Biaya, Infrastruktur, dan Kebijakan Jadi Isu Konferensi IoT

Ilustrasi Internet of Things (ISTIMEWA) ()

Oleh: Emralsyah / GOR | Senin, 7 Agustus 2017 | 14:41 WIB

JAKARTA- Isu-isu dalam lanskap internet of things (IoT) di Indonesia bakal menjadi isu utama yang akan dibahas dalam event Asia IoT Business Platform ke - 16 di Jakarta tanggal 7-8 Agustus 2017.

Berbagai topik terkait dengan industri, termasuk perkembangan digital terbaru di Indonesia serta tantangan dan masalah yang dihadapi perusahaan dan organisasi di berbagai industri vertikal, akan dibahas dan dijawab dalam Konferensi yang didukung oleh Kementerian komunikasi dan Informatika (Kemkominfo) tersebut.

Direktur Jenderal Aplikasi Informasi Kemkominfo Semuel Abrijani Pangerapan menyampaikan pidato pemerintah mengenai upaya transformasi digital di Indonesia dan proyek digital pemerintah saat ini. Ia juga salah satu dari panel pembicara IoT Leader's Keynote Panel yang menampilkan diskusi terbuka dan mendalam mengenai IoT dengan para ahli terkemuka di negara ini dalam berbagai topik, mulai dari perkembangan utama IoT di Indonesia hingga isu kebijakan dan peraturan.

Acara Dua hari yang digelar di JW Marriot Jakarta ini dihadiri oleh lebih dari 400 eksekutif senior dan pemimpin IT dari Indonesia dan sekitarnya untuk ikut serta dalam diskusi yang membangun pengetahuan dan jaringan bisnis strategis di wilayah tersebut.

"Acara ini menyediakan platform kondusif bagi para pemimpin industri dan IT dari berbagai industri yang berbeda untuk berkumpul dan ikut serta dalam diskusi, yang pada akhirnya memberikan kontribusi terhadap pertumbuhan pengetahuan dan pemahaman dalam industri. Ini adalah salah satu dari langkah penting dalam mendorong transformasi digital indonesia -- yang memungkinkan pemangku kepentingan untuk membawa masalah dan tantangan yang mereka hadapi dan mendapatkan jawabannya dari penyedia solusi dan vendor", ujar Irza Suprapto, Direktur Asia IoT Business Platform.

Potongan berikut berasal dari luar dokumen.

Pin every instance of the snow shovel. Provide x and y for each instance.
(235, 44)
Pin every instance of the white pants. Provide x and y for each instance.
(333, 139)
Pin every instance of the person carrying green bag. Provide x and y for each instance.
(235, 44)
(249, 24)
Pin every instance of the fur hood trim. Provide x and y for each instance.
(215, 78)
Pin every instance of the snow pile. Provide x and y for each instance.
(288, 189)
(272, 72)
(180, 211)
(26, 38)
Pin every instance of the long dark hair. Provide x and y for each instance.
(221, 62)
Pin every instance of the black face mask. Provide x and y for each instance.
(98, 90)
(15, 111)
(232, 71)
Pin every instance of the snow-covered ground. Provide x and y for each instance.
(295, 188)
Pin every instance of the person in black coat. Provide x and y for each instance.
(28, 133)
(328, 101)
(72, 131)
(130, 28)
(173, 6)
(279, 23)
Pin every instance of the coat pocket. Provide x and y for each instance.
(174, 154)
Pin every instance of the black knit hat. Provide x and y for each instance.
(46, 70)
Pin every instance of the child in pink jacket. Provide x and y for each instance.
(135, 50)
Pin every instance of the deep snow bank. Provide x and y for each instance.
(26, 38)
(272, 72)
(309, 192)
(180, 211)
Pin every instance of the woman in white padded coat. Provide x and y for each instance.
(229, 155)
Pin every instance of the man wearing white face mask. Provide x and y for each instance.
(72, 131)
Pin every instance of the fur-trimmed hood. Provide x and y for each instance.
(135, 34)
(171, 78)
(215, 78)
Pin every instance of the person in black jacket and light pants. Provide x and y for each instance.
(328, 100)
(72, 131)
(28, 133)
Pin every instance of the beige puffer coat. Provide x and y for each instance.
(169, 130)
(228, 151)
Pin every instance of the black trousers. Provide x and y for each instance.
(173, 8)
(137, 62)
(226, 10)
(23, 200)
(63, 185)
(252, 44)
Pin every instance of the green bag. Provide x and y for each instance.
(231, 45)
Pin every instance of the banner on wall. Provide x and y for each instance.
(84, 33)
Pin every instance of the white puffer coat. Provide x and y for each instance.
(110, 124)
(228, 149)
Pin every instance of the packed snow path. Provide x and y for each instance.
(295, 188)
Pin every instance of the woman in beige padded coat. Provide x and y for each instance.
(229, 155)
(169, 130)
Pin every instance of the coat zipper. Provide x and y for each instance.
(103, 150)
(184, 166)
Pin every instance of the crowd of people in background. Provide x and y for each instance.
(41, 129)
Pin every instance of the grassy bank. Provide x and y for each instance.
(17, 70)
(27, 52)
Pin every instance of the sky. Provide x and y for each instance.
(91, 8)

Asia IoT Business Platform baru-baru ini melakukan survei terhadap pemimpin IT di Asean mengenai pandangan mereka terhadap IoT. Survei tersebut menemukan bahwa 73,3% perusahaan dan organisasi lokal saat ini sedang dalam proses eksplorasi atau menemukan solusi IoT yang mungkin untuk diimplementasikan. Namun hanya 7% melaporkan mendapatkan keuntungan dari implementasi IoT apapun, dengan menyebutkan biaya, ketidakcocokan dengan sistem baru dan kompleksitas sebagai tantangan terbesar.

"Sungguh menggembirakan mengetahui bahwa perusahaan dan organisasi di Indonesia dan di wilayah tersebut secara aktif mengeksplorasi teknologi-teknologi IoT. Maka dari itu, kami selalu mendorong penyedia solusi dan vendor untuk lebih memahami gambaran itu di pasar ASEAN. Memahami tantangan dan kekhawatiran pengguna akhir dan mampu menjawab tantangan tersebut adalah elemen yang penting yang dapat membantu mendorong dan mempertahankan tingkat adopsi IoT tersebut di sini, " tambah Irza.

Acara ini juga menampilkan pemberian penghargaan tahunan Indonesia Enterprise Innovation Award yang mengapresiasi perusahaan dan organisasi yang telah memulai proyek-proyek digital untuk mentransformasi bisnis mereka melalui adopsi teknologi IoT. Pemenang tahun ini adalah Bank Negara Indonesia (BNI) dan Blue Bird Group. Setiap pemenang membawa pulang hadiah dan sertifikat, serta akomodasi untuk menghadiri World Congress on information Technology 2017 di Taiwan.